Saturday, April 30, 2011

National Pet First Aid Month

Chloe with the contents of our First Aid "basket."
April has been quite the busy month! It is, among other notable events, National Pet First Aid Month. Even though today is the last day of April, it' never too late to think about pet First Aid and pet First Aid kits.

In October we discussed knowing CPR for your pet. If you haven't taken a class, this would be a great time to look into it. Check out the American Red Cross website for more information.

We have had a large First Aid "basket" for several years after Gibson had seizures.

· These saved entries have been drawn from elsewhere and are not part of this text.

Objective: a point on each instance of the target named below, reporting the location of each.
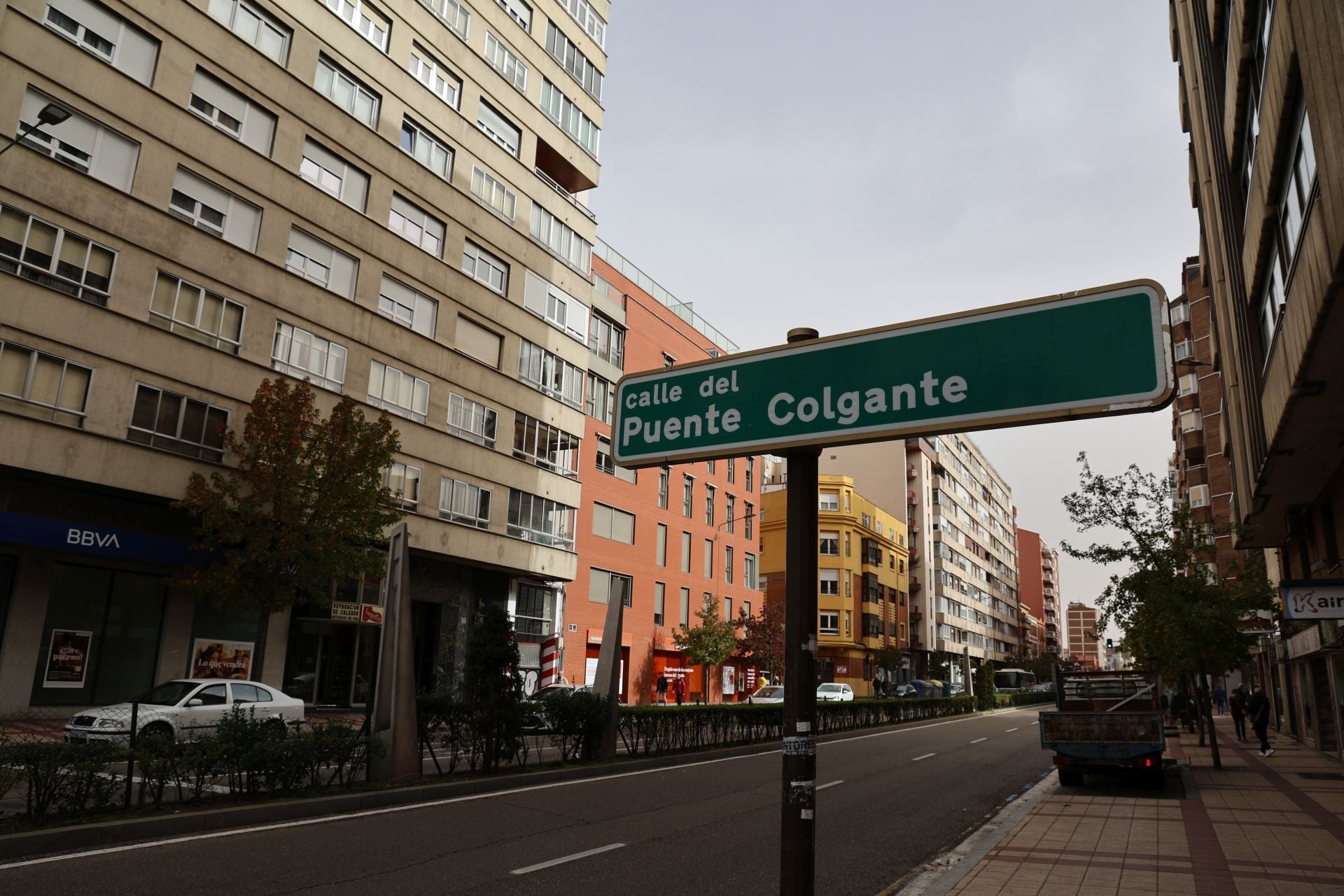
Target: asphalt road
(888, 802)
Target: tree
(493, 687)
(708, 644)
(299, 511)
(1174, 609)
(762, 638)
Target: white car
(185, 708)
(832, 692)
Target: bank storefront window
(100, 640)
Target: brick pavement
(1257, 828)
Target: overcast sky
(851, 164)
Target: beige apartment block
(386, 200)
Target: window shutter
(475, 340)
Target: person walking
(1259, 708)
(1238, 706)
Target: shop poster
(67, 660)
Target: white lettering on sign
(90, 538)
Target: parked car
(832, 692)
(185, 708)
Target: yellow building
(862, 590)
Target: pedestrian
(1259, 708)
(1238, 704)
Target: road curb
(92, 836)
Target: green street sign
(1096, 352)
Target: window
(600, 400)
(470, 421)
(571, 120)
(612, 523)
(178, 424)
(42, 386)
(550, 374)
(94, 29)
(518, 11)
(417, 226)
(214, 210)
(426, 148)
(606, 340)
(347, 92)
(308, 356)
(406, 307)
(321, 264)
(476, 342)
(200, 315)
(493, 194)
(592, 23)
(403, 482)
(505, 62)
(574, 62)
(545, 445)
(332, 174)
(603, 583)
(499, 128)
(464, 503)
(54, 257)
(397, 393)
(454, 15)
(253, 26)
(432, 73)
(540, 520)
(486, 267)
(561, 239)
(80, 143)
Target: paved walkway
(1257, 828)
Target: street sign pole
(799, 804)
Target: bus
(1014, 680)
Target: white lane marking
(386, 811)
(566, 859)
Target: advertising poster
(67, 660)
(220, 659)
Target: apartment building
(384, 199)
(862, 559)
(1084, 647)
(1259, 90)
(666, 538)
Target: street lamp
(50, 115)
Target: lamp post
(50, 115)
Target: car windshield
(169, 694)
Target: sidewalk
(1257, 828)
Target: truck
(1105, 722)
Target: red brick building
(671, 538)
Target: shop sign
(67, 659)
(1313, 599)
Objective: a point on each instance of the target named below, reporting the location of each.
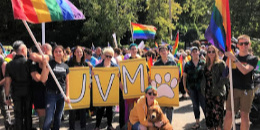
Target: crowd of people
(26, 80)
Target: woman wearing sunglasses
(108, 53)
(213, 88)
(138, 115)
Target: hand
(230, 55)
(8, 102)
(158, 124)
(67, 100)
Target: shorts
(136, 126)
(242, 100)
(39, 98)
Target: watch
(7, 97)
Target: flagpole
(232, 95)
(39, 49)
(43, 33)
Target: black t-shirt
(19, 71)
(240, 80)
(60, 71)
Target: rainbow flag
(156, 44)
(180, 65)
(175, 47)
(39, 11)
(219, 30)
(141, 31)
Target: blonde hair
(246, 37)
(216, 59)
(109, 50)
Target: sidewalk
(183, 119)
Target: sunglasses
(107, 56)
(245, 43)
(151, 93)
(211, 52)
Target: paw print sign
(165, 78)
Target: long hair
(216, 59)
(82, 60)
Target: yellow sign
(105, 86)
(134, 77)
(165, 78)
(79, 80)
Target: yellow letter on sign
(165, 78)
(79, 80)
(134, 77)
(105, 86)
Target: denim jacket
(218, 80)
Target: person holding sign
(213, 88)
(54, 98)
(138, 115)
(108, 54)
(192, 76)
(78, 60)
(164, 60)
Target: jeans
(168, 111)
(72, 118)
(54, 109)
(22, 112)
(197, 100)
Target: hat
(194, 47)
(132, 44)
(150, 87)
(17, 44)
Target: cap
(132, 44)
(194, 47)
(17, 44)
(150, 87)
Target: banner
(165, 78)
(105, 86)
(134, 77)
(79, 80)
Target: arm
(244, 69)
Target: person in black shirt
(77, 60)
(242, 83)
(108, 54)
(164, 60)
(18, 76)
(54, 98)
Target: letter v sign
(104, 97)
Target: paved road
(183, 119)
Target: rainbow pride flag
(175, 47)
(141, 31)
(39, 11)
(180, 65)
(219, 30)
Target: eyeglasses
(151, 93)
(245, 43)
(107, 56)
(213, 52)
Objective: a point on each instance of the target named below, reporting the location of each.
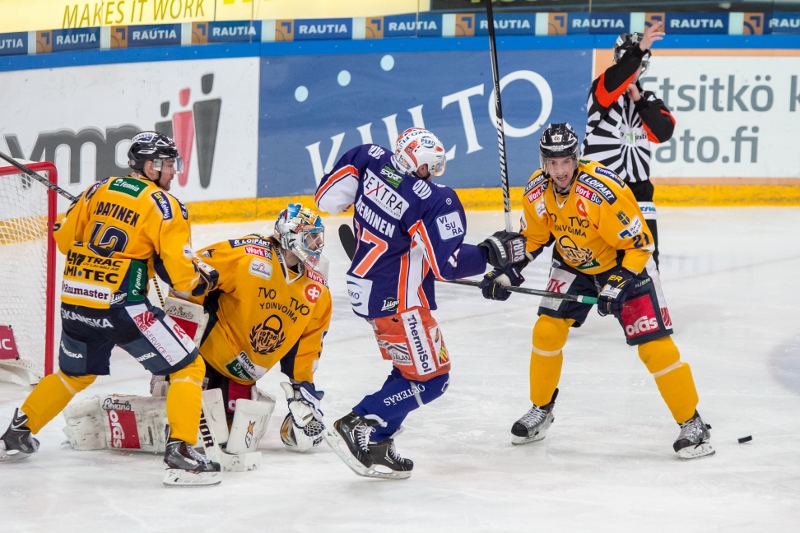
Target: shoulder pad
(162, 201)
(537, 178)
(93, 189)
(610, 174)
(184, 211)
(316, 276)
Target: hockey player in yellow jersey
(114, 236)
(272, 305)
(603, 249)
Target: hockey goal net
(27, 273)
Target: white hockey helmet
(300, 230)
(416, 147)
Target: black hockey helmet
(558, 140)
(626, 42)
(152, 146)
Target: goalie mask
(155, 147)
(300, 230)
(416, 147)
(625, 43)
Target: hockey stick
(348, 241)
(41, 179)
(498, 111)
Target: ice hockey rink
(607, 465)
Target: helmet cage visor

We also have a cool little white First Aid kit compliments of our furpals, Cooper & Lola, who had a drawing earlier in the year. We have them both stocked with an instant cold pack, paper towels, Rescue Remedy, pheromone calming spray, thermometer, a diary with notations of past seizures and medicine dosages, emergency vet, veterinarian hospital, and animal poison control numbers. During the spring and summer, we also keep an eye dropper and liquid Benadryl handy in case of bee stings and allergic reactions. (Always check for dosage amounts with your vet). Additional First Aid kit items should include bandages, tweezers (for splinter and tick removal), stethoscope, alcohol swabs, Chlorox wipes (to wipe down accidents) and a mini to-go kit for car trips and hiking. For a list of other items to have in your pet's First Aid Kit, check out the American Veterinary Medical Association's list. 

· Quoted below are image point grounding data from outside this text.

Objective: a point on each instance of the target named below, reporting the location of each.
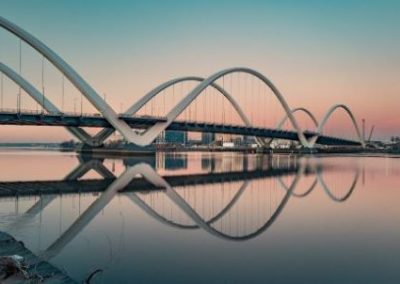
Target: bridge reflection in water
(234, 199)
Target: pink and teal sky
(317, 53)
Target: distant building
(207, 138)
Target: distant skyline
(318, 53)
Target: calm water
(202, 218)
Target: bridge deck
(137, 122)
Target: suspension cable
(63, 94)
(20, 71)
(2, 91)
(43, 88)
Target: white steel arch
(44, 102)
(105, 133)
(147, 137)
(73, 76)
(328, 114)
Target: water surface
(207, 218)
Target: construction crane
(370, 133)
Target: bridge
(143, 129)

In the event of a natural disaster, do you have an escape plan for you and your pet? Check out the complete Pet & Disaster Safety Guide.

Other key things to remember every day as a precaution, is to have your pets microchipped, and have pet ID tags on their collars with a contact phone number and any medical alerts for the dog.


If you don't have an ice pack handy, a bag of frozen veggies will do, as Chloe models. Whatever you can get can help your pet in case of an emergency.


















Here are a few videos from the American Red Cross talking about important pet First Aid Kit items and also some tips on somethings we need to keep an eye out for, especially during the hotter times of the year - dehydration and heat exhaustion. Even though the temps only were in the mid-80s here recently, the humidity was high and it did a quick jump from the 50s to the 80s in one day - a very drastic temperature change that can seriously affect dogs. Recently, my big wooly boy had a touch of heat exhaustion for two days, complete with vomiting and lethargy. He is doing well now, but not until after I stayed with him for a 24-hour watch, with him on a cooler bed in the A/C and my spritzing him with water all night (and placing some bags of frozen veggies under his neck). And it's not even summer yet and he wasn't exerting himself, and we have lots of shade and cool drinking water always available. So, beware of sudden temperature spikes where our pets don't have the chance to adjust to the difference in degrees.(Also, in the video, note what type of dog they have on display - a Sibe!)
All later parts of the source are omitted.